IMMORTAL! ages past, yet nothing gone!
Morn without eve! a race without a goal!
Unshortened by progression infinite!
Futurity for ever future! life

Beginning still where computation ends!
'Tis the description of a Deity!

"Tis the description of the meanest slave.

Immortal! What can strike the sense so strong,

As this the soul? it thunders to the thought;

Reason amazes, gratitude o'erwhelms.

No more we slumber on the brink of fate;

Roused at the sound, the exulting soul ascends,
And breathes her native air: an air that feeds
Ambition high, and fans ethereal fires!
Quick kindles all that is divine within us,

Nor leaves one loitering thought beneath the stars.
Immortal! was but one immortal, how

Would others envy! how would thrones adore!
Because 'tis common, is the blessing less?
How this ties up the bounteous hands of heaven!

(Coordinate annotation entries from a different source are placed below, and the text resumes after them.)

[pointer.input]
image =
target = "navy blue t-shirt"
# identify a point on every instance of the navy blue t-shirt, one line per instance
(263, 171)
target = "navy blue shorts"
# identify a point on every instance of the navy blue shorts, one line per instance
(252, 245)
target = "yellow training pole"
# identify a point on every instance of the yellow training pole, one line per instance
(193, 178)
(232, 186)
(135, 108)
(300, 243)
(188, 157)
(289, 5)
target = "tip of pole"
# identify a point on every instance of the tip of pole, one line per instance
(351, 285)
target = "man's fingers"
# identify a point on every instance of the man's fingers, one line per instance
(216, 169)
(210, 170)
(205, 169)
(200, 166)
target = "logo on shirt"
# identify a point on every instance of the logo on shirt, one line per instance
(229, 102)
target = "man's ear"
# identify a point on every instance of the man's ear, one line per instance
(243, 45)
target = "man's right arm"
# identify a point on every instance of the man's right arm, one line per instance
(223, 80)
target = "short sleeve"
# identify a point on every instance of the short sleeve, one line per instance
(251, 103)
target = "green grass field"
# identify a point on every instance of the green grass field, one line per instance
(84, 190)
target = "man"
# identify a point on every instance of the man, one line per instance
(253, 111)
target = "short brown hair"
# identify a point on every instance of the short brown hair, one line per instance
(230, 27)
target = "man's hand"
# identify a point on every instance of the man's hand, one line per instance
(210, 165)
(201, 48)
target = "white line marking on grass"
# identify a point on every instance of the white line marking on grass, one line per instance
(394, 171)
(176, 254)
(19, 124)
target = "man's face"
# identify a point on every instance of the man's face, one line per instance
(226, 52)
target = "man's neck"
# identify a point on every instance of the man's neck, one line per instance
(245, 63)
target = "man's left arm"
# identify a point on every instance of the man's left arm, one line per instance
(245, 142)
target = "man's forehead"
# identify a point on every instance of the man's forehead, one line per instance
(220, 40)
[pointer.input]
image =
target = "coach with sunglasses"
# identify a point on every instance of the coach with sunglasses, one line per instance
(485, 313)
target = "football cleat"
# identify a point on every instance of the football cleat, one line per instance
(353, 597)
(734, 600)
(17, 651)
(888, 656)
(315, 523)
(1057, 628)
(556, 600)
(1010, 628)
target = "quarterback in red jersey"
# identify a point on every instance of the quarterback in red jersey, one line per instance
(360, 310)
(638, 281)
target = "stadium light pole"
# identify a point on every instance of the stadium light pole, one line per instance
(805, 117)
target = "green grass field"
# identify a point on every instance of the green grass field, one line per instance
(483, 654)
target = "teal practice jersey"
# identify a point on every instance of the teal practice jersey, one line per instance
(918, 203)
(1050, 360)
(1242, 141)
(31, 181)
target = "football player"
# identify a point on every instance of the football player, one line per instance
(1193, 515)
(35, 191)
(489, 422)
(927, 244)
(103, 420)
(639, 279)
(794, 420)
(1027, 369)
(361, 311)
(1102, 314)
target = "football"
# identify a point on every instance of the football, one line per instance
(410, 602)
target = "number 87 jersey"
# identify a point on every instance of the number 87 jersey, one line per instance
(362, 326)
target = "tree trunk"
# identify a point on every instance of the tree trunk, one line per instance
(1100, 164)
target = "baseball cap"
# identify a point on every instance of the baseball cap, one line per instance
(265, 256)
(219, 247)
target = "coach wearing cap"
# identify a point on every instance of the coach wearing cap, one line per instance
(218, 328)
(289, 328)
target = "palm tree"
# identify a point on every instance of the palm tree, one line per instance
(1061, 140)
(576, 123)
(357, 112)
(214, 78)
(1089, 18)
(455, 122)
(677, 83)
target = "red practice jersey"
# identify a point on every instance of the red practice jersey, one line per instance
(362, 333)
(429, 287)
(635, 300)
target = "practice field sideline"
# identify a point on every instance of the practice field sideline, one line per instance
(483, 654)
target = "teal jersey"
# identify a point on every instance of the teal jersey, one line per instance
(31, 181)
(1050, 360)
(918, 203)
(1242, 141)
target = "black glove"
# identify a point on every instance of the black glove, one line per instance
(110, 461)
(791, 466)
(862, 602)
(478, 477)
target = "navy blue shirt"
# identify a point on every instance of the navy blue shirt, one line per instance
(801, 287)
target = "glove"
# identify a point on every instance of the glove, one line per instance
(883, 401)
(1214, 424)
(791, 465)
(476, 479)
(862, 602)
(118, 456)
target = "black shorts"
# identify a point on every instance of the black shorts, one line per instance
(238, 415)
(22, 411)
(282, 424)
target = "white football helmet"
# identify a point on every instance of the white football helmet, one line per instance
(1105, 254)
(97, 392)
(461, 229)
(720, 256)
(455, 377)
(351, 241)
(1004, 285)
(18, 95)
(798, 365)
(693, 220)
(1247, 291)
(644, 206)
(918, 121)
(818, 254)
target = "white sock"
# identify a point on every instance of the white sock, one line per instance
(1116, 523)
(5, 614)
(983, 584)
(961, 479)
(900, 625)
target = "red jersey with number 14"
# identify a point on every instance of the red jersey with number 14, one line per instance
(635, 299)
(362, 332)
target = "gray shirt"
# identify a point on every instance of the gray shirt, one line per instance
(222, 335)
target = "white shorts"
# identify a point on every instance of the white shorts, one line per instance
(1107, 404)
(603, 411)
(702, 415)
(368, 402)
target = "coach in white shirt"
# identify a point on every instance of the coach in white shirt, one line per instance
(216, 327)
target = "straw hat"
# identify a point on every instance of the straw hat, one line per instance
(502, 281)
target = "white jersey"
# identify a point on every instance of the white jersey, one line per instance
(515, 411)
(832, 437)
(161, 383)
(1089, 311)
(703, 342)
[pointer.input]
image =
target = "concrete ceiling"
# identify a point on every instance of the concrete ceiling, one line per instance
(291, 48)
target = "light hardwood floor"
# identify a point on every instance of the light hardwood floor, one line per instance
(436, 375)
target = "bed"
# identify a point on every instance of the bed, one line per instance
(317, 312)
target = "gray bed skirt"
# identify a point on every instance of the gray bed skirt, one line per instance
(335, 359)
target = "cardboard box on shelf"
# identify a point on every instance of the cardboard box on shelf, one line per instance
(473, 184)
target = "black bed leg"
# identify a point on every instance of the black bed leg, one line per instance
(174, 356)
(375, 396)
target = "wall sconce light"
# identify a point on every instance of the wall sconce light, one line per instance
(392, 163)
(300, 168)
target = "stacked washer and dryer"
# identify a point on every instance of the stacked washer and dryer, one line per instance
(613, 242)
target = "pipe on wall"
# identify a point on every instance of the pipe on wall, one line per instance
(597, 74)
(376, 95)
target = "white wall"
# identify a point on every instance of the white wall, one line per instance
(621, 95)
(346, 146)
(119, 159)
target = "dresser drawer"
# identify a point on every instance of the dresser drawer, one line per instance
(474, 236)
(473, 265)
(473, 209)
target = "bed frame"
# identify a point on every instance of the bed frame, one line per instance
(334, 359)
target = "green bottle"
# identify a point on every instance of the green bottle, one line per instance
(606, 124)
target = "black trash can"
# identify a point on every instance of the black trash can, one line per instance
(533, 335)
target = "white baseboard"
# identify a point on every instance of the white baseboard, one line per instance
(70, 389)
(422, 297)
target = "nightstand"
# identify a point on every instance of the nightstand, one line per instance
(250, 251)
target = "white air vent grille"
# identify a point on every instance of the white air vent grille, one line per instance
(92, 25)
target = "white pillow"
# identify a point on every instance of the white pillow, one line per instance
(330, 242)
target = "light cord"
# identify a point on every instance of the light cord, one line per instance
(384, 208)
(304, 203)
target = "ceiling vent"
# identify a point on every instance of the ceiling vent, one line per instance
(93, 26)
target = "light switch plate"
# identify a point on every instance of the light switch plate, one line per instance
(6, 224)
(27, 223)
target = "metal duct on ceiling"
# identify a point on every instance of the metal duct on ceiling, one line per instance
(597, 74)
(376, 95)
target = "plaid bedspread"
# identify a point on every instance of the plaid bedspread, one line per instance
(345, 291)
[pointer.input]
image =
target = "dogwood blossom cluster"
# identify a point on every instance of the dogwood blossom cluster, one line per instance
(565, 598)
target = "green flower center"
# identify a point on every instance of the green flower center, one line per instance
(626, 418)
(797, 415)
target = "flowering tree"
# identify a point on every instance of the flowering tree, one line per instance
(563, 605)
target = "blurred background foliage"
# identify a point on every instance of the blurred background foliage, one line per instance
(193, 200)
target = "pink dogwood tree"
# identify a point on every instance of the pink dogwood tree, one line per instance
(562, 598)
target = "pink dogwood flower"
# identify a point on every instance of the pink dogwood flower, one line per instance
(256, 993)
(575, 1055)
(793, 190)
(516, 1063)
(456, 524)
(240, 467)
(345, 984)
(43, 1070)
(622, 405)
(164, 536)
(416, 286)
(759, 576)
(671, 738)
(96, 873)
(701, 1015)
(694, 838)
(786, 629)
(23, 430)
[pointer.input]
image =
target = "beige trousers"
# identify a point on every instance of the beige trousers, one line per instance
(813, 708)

O vain, vain, vain! all else; eternity!
A glorious and a needful refuge that,
From vile imprisonment in abject views.
"Tis immortality, 'tis that alone,

Amid life's pains, abasements, emptiness,
The soul can comfort, elevate, and fill.
Eternity depending covers all;

Sets earth at distance, casts her into shades;
Blends her distinctions; abrogates her powers:

The low, the lofty, joyous, and severe,

Fortune's dread frowns, and fascinating smiles,
Make one promiscuous and neglected heap,
The man beneath, if I may call him man,
Whom immortality's full force inspires.
Nothing terrestrial touching his high thought;

Suns shine unseen, and thunders roll unheard,
By minds quite conscious of their high descent,
Their present province and their future prize;
Divinely darting upward every wish,

Warm on the wing, in glorious absence lost.
Doubt you this truth? Why labors your belief?
If earth's whole orb by some due distanced eye
Was seen at once, her towering Alps would sink,
And levelled Atlas leave an even sphere.
Thus earth, and all that earthly minds admire,
Is swallowed in eternity's vast round.

To that stupendous view when souls awake,
So large of late, so mountainous to man,
Time's joys subside, and equal all below.

THE WORLD.

SUCH the glories of the world!

What is the world itself? Thy world,—a grave.
Where is the dust that hath not been alive?
The spade, the plough, disturb our ancestors;
From human mould we reap our daily bread.
The globe around earth's hollow surface shakes,
And is the ceiling of her sleeping sons,
O'er devastation we blind revels keep;
Whole buried towns support the dancer's heel.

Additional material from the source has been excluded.